A combinação das duas gravações leva a crer que o segundo vídeo se refere ao resgate das vítimas, ou seja, a “prova” dos crimes que supostamente ocorrem na ilha paraense. A disseminação se deu no Instagram, em um perfil que se diz dedicado "ao despertar".
A segunda filmagem retrata o Uzbequistão. Não se trata de resgate de vítimas de exploração sexual ou tráfico humano. A motorista é dona de escola infantil onde a criançass estudam e foi flagrada por agentes de trânsito do país fazendo transporte de modo irregular. As imagens foram divulgadas em um site do governo do Uzbequistão, conforme investigou o Estadão.
Essa pauta de "combate à exploração sexual infantil no Marajó" é atrelada especialmente à ex-ministra de Jair Bolsonaro (PL). Em 2021, ela propôs o projeto “Abrace o Marajó”, que destinava verbas ao tópico e, apesar de constar como “executado”, nunca saiu do papel.
As denúncias voltaram ao debate após a cantora paraense Aymeê Rocha, ter apresentado, em um reality show de música gospel, uma canção autoral que denuncia a exploração sexual de crianças na Ilha. Depois disso, o nome de Damares logo foi apresentado como o de uma grande defensora da comunidade, recebendo o apoio de artistas como o cantor Zezé DiCamargo e o produtor musical Felipe Duram.
O Governo Federal e a organização não governamental, Observatório do Marajó negaram as denúncias.
A disseminação de dezenas de vídeos da mesma natureza levou ao pronunciamento oficial do Governo Federal, nesta quinta-feira (22). Em nota, o Ministério dos Direitos Humanos e da Cidadania enfatizou o “compromisso em não associar imagens de vulnerabilidade socioeconômica ou do próprio modo de vida das populações do Marajó, em especial crianças e adolescentes, ao contexto de exploração sexual”.
“A realidade de exploração sexual na região sabe-se preocupante e histórica, mas não autoriza sua utilização de forma irresponsável e descontextualizada. Isso apenas serve ao estigma das populações e ao agravamento de riscos sociais”, diz o texto.

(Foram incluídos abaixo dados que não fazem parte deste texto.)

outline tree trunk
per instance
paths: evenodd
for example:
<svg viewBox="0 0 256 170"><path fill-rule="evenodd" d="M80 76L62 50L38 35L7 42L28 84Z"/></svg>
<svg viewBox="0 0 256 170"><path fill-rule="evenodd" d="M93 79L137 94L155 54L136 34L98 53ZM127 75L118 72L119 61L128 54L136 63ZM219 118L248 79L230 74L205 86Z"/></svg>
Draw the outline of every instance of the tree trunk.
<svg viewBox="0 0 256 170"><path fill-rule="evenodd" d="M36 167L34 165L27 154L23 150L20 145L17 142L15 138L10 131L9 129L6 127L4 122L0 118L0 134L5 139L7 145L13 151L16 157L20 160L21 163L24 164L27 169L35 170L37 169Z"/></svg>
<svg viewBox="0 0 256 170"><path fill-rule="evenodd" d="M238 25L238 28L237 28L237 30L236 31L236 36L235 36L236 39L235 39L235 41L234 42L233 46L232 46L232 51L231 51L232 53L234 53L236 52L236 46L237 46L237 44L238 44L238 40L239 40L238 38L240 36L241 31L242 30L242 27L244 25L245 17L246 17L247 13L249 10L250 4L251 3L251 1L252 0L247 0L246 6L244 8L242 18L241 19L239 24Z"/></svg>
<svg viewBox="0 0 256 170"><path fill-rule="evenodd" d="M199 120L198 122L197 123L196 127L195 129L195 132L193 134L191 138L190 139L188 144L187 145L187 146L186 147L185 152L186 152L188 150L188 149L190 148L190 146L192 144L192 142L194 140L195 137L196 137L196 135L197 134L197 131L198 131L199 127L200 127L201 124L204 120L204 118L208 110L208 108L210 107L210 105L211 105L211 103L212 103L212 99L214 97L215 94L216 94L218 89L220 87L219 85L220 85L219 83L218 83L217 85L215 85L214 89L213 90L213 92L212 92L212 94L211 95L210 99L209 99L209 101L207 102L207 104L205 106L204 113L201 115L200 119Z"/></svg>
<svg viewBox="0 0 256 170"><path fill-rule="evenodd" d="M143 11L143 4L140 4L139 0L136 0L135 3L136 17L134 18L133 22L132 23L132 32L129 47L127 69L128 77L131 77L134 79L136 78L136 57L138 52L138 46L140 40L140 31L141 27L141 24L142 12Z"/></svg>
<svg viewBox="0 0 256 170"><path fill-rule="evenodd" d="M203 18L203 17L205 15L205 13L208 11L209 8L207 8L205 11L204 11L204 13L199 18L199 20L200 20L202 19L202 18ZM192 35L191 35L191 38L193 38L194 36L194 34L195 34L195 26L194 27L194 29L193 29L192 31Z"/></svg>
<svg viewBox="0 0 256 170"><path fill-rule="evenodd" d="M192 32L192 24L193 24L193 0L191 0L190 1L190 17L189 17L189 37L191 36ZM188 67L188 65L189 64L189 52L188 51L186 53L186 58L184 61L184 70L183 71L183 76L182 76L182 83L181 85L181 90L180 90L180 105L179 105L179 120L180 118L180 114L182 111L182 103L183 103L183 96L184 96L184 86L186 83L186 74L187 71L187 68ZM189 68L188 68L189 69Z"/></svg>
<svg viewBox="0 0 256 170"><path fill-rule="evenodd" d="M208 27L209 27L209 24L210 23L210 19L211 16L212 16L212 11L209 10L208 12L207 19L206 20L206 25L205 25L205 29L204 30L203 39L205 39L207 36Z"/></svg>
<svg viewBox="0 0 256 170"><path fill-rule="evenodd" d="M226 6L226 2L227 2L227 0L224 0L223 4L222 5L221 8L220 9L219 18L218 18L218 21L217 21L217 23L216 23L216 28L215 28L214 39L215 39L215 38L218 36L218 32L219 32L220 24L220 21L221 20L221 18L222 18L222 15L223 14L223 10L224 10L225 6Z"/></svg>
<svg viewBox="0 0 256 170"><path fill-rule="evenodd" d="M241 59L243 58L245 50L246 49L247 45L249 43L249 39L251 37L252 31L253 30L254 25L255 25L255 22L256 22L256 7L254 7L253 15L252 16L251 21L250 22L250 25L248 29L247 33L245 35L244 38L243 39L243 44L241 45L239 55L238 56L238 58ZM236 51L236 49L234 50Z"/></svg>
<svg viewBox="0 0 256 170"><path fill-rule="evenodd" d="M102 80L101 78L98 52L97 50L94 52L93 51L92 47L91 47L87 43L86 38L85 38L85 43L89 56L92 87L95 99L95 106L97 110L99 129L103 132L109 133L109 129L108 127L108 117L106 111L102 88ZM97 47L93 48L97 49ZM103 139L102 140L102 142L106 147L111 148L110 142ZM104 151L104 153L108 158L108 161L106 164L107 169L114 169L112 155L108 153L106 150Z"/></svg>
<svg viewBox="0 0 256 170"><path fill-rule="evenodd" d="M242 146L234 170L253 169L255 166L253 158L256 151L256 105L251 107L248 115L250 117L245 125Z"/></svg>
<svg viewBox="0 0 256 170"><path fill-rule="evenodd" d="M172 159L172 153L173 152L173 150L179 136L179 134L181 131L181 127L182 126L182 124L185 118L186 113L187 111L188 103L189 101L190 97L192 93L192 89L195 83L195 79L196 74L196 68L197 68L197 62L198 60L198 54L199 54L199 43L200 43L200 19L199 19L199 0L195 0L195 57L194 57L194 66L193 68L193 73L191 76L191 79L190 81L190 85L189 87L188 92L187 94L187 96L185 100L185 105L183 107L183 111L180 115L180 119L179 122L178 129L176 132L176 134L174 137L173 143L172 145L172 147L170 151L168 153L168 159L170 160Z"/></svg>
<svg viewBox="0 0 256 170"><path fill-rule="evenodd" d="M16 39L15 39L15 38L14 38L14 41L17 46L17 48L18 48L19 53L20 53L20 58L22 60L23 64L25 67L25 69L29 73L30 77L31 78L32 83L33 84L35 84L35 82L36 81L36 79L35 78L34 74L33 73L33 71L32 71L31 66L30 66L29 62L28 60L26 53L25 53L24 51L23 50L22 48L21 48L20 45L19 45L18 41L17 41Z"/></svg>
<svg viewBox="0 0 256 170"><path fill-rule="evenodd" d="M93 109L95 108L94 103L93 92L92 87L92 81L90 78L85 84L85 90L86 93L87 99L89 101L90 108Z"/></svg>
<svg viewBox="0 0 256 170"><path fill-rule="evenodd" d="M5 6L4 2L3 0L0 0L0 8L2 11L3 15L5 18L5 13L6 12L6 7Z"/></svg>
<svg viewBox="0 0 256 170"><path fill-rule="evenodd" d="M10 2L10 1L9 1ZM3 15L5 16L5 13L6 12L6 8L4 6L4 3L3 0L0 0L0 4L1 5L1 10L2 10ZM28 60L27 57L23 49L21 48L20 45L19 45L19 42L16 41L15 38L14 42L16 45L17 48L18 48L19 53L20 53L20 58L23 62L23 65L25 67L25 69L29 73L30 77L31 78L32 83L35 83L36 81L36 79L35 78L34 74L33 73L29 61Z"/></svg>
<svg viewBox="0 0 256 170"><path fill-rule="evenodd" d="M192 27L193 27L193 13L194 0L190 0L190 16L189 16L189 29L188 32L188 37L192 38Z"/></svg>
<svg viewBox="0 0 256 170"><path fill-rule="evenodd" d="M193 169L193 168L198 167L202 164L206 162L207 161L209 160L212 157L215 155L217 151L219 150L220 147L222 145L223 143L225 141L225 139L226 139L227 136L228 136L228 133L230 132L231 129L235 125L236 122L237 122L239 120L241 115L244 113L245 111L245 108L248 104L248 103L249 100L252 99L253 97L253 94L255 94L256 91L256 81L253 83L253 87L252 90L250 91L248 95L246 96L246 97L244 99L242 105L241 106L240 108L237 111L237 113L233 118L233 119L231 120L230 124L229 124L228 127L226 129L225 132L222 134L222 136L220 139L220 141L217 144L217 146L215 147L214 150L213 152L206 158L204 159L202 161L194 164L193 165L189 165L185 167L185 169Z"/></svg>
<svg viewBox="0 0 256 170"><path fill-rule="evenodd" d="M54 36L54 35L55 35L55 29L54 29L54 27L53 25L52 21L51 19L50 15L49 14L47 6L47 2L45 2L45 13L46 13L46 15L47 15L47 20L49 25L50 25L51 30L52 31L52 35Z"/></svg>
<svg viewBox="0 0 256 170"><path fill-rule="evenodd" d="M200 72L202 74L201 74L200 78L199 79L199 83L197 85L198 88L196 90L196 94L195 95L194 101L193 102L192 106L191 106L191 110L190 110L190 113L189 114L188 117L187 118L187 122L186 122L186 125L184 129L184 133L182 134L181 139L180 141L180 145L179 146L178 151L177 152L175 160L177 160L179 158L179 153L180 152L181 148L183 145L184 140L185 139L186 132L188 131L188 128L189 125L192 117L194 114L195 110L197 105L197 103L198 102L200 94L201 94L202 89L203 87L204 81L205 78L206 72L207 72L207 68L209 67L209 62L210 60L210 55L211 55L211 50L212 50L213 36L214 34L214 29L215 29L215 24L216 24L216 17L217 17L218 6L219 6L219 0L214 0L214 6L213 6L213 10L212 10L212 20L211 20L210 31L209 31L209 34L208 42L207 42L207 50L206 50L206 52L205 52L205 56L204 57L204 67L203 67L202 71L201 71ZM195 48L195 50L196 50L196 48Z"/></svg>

E completa: “As vivências das populações tradicionais do Marajó não podem ser reduzidas à exploração sexual, já que é uma população diversa, potente em termos socioambientais e que necessita sobretudo de políticas públicas estruturantes e eficientes, com a inversão da lógica assistencialista e alienante de sua realidade e modos de vida”.
A pasta ainda citou programas governamentais na região, dentre eles o “Cidadania Marajó”, de maio de 2023, voltado ao enfrentamento de situações de abuso e exploração sexual de crianças e adolescentes e á promoção de direitos humanos e a garantia de acesso a políticas públicas.
A situação também levou ao pronunciamento da organização não governamental, Observatório do Marajó, publicado nas redes sociais e intitulado: “Não acredite em tudo o que vês na internet”.
O texto é incisivo, nega as denúncias e cita diretamente Damares Alves, alegando que enquanto ministra, ela “não destinou os recursos milionários que por diversas vezes prometeu para a região, para fortalecer comunidades escolares”.“Ao invés disso, atentou contra a honra da população diversas vezes, espalhando mentiras, e abriu tais políticas públicas para grupos privados de São Paulo que defendem a privatização da educação pública”, diz a nota.
Segundo a ONG, a propaganda que associa o Marajó à exploração e o abuso sexual não é verdadeira. “A população marajoara não normaliza violências contra crianças e adolescentes. Insiste nessa narrativa quem quer propagá-la e desonrar o povo marajoara”.
“Muito precisa ser feito para garantir dignidade às crianças marajoaras e brasileiras em todos os estados. Em todos os níveis, e de sul a norte do país, precisamos de políticas públicas baseadas em evidências, boas práticas, saberes tradicionais, valores do bem viver - não mentiras, distorções, manipulações, pânico moral, racismo, nem de qualquer outra forma de violência”, expõe, a ONG.